Dubai rents to drop further by 3% to 5% this year
Slowdown in jobs market casts doubts on rental market.
The average cost of renting apartments and villas in Dubai continued to drop in the last 12 months and is expected to fall further this year, as the slowdown in the jobs market casts doubts on tenancy demand.
The latest data from REIDIN showed that rental prices in Dubai’s residential market dropped by 5 per cent in the last one year and 2 per cent in the first quarter of 2016. House prices also dipped by 1 per cent in the last three months.
According to Cluttons, the trend is likely to continue in the next few months, with the overall rents expected to post a further 3 per cent to 5 per cent decline this year, on average.
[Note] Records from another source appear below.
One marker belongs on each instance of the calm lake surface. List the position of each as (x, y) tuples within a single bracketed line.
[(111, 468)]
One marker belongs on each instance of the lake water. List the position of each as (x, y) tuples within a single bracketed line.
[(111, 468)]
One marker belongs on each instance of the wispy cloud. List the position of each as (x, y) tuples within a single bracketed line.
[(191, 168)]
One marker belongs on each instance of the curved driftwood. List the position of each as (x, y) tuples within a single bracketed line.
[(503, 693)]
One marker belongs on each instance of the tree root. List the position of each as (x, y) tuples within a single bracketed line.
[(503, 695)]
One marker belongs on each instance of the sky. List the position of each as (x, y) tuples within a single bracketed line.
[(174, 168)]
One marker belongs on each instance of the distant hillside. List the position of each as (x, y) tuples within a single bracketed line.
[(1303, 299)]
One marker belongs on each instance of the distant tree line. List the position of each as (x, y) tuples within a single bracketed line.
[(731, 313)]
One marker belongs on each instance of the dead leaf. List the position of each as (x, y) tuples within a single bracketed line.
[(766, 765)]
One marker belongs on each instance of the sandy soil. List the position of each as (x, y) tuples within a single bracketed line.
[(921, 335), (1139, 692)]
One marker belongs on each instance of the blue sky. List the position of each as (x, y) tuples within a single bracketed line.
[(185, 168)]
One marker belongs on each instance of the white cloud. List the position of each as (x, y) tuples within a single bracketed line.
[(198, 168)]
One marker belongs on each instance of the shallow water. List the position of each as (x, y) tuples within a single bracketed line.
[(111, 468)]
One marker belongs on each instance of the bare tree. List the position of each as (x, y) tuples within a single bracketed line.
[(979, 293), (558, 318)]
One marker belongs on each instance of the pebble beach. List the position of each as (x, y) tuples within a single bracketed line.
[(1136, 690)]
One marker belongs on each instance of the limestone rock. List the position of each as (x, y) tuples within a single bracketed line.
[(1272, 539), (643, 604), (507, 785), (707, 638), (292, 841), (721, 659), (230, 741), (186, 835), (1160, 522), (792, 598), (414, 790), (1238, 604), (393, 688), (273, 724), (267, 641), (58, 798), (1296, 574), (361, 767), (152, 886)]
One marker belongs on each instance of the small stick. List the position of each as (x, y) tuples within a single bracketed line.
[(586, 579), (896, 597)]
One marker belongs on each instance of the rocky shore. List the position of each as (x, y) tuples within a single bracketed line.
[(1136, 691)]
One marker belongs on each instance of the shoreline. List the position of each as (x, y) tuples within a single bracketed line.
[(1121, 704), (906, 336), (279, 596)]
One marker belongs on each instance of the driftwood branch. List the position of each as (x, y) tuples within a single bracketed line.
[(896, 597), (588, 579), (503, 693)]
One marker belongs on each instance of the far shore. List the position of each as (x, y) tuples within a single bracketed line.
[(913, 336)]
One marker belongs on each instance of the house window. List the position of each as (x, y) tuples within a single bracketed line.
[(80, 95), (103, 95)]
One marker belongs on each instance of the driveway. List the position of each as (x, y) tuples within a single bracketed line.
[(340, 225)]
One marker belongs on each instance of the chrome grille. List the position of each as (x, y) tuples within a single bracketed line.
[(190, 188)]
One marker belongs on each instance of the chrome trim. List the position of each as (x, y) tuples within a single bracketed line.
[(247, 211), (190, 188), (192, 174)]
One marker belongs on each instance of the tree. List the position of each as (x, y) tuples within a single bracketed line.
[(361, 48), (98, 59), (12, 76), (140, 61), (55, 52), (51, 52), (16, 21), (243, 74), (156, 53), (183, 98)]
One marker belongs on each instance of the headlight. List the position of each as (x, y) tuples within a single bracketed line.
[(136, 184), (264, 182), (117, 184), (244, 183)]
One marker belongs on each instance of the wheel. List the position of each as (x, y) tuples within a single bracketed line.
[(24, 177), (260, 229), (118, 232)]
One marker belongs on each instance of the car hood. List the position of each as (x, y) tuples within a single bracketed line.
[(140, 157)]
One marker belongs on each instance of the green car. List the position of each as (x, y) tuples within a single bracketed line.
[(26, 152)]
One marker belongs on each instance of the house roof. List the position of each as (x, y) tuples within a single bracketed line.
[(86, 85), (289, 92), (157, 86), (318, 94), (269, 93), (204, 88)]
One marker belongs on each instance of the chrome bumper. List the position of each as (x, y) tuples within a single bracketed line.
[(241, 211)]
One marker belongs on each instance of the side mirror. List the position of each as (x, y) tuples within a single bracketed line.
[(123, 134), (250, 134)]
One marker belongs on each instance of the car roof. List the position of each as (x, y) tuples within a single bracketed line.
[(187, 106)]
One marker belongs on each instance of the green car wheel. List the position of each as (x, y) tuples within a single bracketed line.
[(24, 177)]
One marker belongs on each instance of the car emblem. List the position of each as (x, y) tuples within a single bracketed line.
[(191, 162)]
“Weakness in the jobs market tops our list of concerns, particularly if there is a spill over into sectors beyond finance and banking, which is already seeing a growing trickle of redundancies,” said Richard Paul, head of residential valuations at Cluttons UAE.
A number of companies have announced several job cuts and tightened their recruitment activity recently, raising concerns that the slowdown could ripple through the rental market.
Recruitment specialists also confirmed that there were fewer jobs on offer during the first three months of the year, although certain sectors, including healthcare, have posted online hiring increases.
Besides the employment slowdown, any uncertainties about the global economy could also have an impact on the domestic real estate sector. While news about the Expo 2020 could boost confidence about the economy, real results could materialise only until around 2018.
“As Dubai’s economy becomes more intertwined with the global economy, it will be influenced to greater extent by events in the international arena,” said Paul.
“With further weakness expected in China and the EU, a turn-around in global growth is unlikely this year. As we have stated previously, the impact of the World Expo is yet to materialise and is likely to impact the rate of job creation, which will have positive ramifications for both the sales and rental markets in the city; however this is not expected until around 2018.”
Other property analysts, however, maintained that the Dubai or UAE property market has already stabilised and that real estate activity is poised to speed up.
“Dubai’s real estate market sailed stably through the first quarter. Not only did we see real estate developers carefully considering demand before supplying market with new units, we also saw an even distribution and movement of residents from the city centre to suburbs,” according to property portal Bayut.com.
“Maturity is the word commanding Dubai’s property market right now and the slight adjustments here and there spell nothing but stability to emirate’s residential sector.”